Picking the Right Tool for Your Big Data Job
There is a lot of debate in the big data space about tools and technology, and which ones are best. Is SQL better than NoSQL? Hadoop or Spark? What about R or Python? Of course no single tool or technology is the best for all situations, and you would do well to pick the right tool or technology for the job at hand.
At a high level, big data jobs fall into two buckets: transactional and analytical. Broadly speaking, transactional jobs execute in real-time, whereas analytical jobs have more leniency in execution times. Customers will often use an analytic platform like Hadoop or an enterprise data warehouse (EDW) like Teradata to discover insights in their data, and then put those insights to use in their transactional systems. But that general pattern may be shifting.
Analytical Tech for Big Data
For many, Hadoop is still top of mind when the words “big data” are uttered, and this open source technology is certainly getting attention from organizations far and wide. Doug Cutting, the original creator of Hadoop, theorized at the Strata + Hadoop World last fall that Hadoop could someday be the foundation of transactional systems. However, today it’s still firmly situated in the analytic camp. And while there are efforts to bolster Hadoop with real-time capabilities (through various SQL engines, Tez, YARN, Spark, Storm, etc.) most customers continue to build and run Hadoop application in traditional batch mode with MapReduce.
Hadoop got a little boost last week when Gartner lowered the bar of entry of what it means to be a data warehouses and opened the door to including non-relational data stores such as Hadoop in its influential reports.

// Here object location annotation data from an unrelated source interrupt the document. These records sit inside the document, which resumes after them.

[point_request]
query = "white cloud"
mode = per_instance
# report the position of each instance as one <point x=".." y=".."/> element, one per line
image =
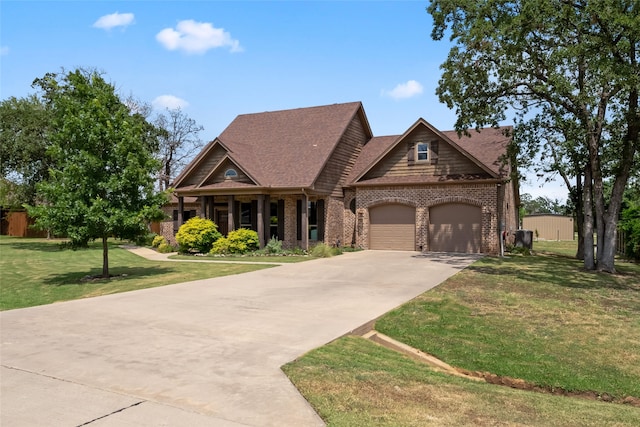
<point x="108" y="22"/>
<point x="169" y="101"/>
<point x="405" y="90"/>
<point x="196" y="37"/>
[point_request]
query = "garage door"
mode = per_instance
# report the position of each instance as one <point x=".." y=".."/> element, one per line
<point x="455" y="227"/>
<point x="392" y="227"/>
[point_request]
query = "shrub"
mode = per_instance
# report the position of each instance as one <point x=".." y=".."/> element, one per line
<point x="165" y="248"/>
<point x="197" y="235"/>
<point x="145" y="239"/>
<point x="322" y="250"/>
<point x="238" y="241"/>
<point x="273" y="247"/>
<point x="159" y="240"/>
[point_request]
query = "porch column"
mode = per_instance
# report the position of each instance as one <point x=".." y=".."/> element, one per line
<point x="231" y="206"/>
<point x="211" y="208"/>
<point x="180" y="210"/>
<point x="304" y="222"/>
<point x="260" y="220"/>
<point x="267" y="219"/>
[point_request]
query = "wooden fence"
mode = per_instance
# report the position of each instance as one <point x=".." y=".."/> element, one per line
<point x="18" y="224"/>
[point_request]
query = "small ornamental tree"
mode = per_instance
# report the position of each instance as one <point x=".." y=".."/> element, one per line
<point x="197" y="235"/>
<point x="238" y="241"/>
<point x="101" y="181"/>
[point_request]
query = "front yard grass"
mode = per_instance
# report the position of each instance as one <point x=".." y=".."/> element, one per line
<point x="540" y="318"/>
<point x="274" y="259"/>
<point x="37" y="271"/>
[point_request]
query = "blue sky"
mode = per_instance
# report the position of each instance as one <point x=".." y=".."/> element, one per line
<point x="219" y="59"/>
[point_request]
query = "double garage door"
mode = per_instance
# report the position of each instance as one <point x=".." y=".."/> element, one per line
<point x="453" y="227"/>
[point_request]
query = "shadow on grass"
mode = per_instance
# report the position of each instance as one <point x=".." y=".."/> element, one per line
<point x="119" y="274"/>
<point x="52" y="245"/>
<point x="558" y="270"/>
<point x="457" y="260"/>
<point x="35" y="245"/>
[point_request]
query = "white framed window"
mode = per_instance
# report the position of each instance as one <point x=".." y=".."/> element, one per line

There’s no doubt that Hadoop has had a major disruption in the world of EDWs and analytics. However, the analyst group notes that traditional relational EDWs, such as those from Teradata, IBM, and Oracle, still dominate when it comes to spending.
Interest is surging in machine learning (ML) algorithms, particularly as the growth of data from the Internet of Things, social media, and other sources ramps up. When it comes to surfacing insights and connections hidden in hundreds of terabytes or even petabytes of data, ML algorithms running on Hadoop is a powerful combination. Hadoop is also tough to beat when it comes to archiving large amounts of structured and unstructured data for later undetermined uses. When the data lives in the cloud, solutions such as Amazon’s Elastic MapReduce solution excel.
While Hadoop gets the lion’s share of attention when it comes to big analytics, it would be a mistake to overlook other tools that have something to add. In particular, if you need lightning fast access to large amounts of mostly structured data, a column-oriented database may be a good choice. Examples of column-oriented DBs include Actian‘s ParAccel, EMC‘s Greenplum, HP Vertica, Infobright, IBM Netezza, MonetDB, and Teradata Aster, among others. Bigger organizations are getting benefit from using Hadoop to ingest massive amounts of semi-structured data and to give it greater structure, and then using a columnar data store to run deep analytics upon it.
Recently, Spark has emerged as a possible alternative to MapReduce for big analytic applications. Spark–which came out of UC Berkeley in 2010 and is being commercialized through Databricks—can run on HDFS, but it doesn’t have to. In addition to being 10 to 100 faster than MapReduce, Spark applications can be developed in Java, Scala, and Python. The open source software comes with a library of ML and graph algorithms, and also supports real-time streaming and SQL apps, via Spark Streaming and Shark, respectively. Several big data analytic software providers who develop proprietary ML algorithms will be announcing support for Spark next week. It’s worth keeping a close eye on when it comes to analytic apps for big data.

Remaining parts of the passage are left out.